Look at the lines on the map.  If for example you are between the 90 and the 100 lines, then you design for 90mph. I don't have the 2012 code right in front of me but by looking at the 2009 version, it looks like you will need to design for 90mph 3 second gust of wind.


----------



## Francis Vineyard (Jan 18, 2017)

See R301.2.1 "Wind speeds for localities in special wind regions, near mountainous terrain, and near gorges shall be based on elevation. Areas at 4,000 feet in elevation or higher shall use 110 V mph (48.4 m/s) and areas under 4,000 feet in elevation shall use 90 V mph (39.6 m/s). Gorge areas shall be based on the highest recorded speed per locality or in accordance with local jurisdiction requirements determined in accordance with Section 26.5.1 of ASCE 7."

It's on the eastern border in map R301.2(4)B


----------



## Francis Vineyard (Jan 18, 2017)




----------



## fj80 (Jan 18, 2017)

There are no special wind regions anywhere in Tennessee on Figure R301.2(4)B, and 90mph winds.

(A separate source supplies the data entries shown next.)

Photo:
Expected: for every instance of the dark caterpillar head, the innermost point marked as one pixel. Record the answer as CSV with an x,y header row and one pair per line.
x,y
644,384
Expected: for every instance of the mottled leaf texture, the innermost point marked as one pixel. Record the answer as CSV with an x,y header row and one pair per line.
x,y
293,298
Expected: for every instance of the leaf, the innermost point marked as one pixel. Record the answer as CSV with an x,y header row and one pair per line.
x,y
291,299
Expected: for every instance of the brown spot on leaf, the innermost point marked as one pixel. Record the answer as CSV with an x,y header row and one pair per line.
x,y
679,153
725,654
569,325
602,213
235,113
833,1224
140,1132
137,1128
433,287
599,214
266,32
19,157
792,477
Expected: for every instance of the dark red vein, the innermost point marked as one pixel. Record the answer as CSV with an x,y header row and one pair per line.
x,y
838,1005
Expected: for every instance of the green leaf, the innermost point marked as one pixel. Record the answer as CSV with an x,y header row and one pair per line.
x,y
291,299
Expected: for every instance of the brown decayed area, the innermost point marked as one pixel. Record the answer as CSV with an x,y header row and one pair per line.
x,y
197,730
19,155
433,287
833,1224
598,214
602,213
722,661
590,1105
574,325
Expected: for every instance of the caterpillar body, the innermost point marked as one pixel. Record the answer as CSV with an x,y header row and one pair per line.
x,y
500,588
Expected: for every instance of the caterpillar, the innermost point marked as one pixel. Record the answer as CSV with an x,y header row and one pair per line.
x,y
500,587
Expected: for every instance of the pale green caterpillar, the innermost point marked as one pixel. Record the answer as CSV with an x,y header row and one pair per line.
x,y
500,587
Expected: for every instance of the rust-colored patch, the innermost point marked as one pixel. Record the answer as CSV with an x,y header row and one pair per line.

The gray area near there appears to be in North Carolina and Virginia. So does this mean wind design is not required?


----------



## JBI (Jan 18, 2017)

Lacking some local history of unusual wind conditions (or possibly a local amendment to the IRC), it would appear that 'wind design' is not automatically required.


----------



## fj80 (Jan 18, 2017)

JBI said:


> Lacking some local history of unusual wind conditions (or possibly a local amendment to the IRC), it would appear that 'wind design' is not automatically required.


Ok, thanks. That what I am thinking too. I have a call in to the local building department to ask for their local climatic and geographical design criteria from Table R301.2(1). I think that should be everything I need.


----------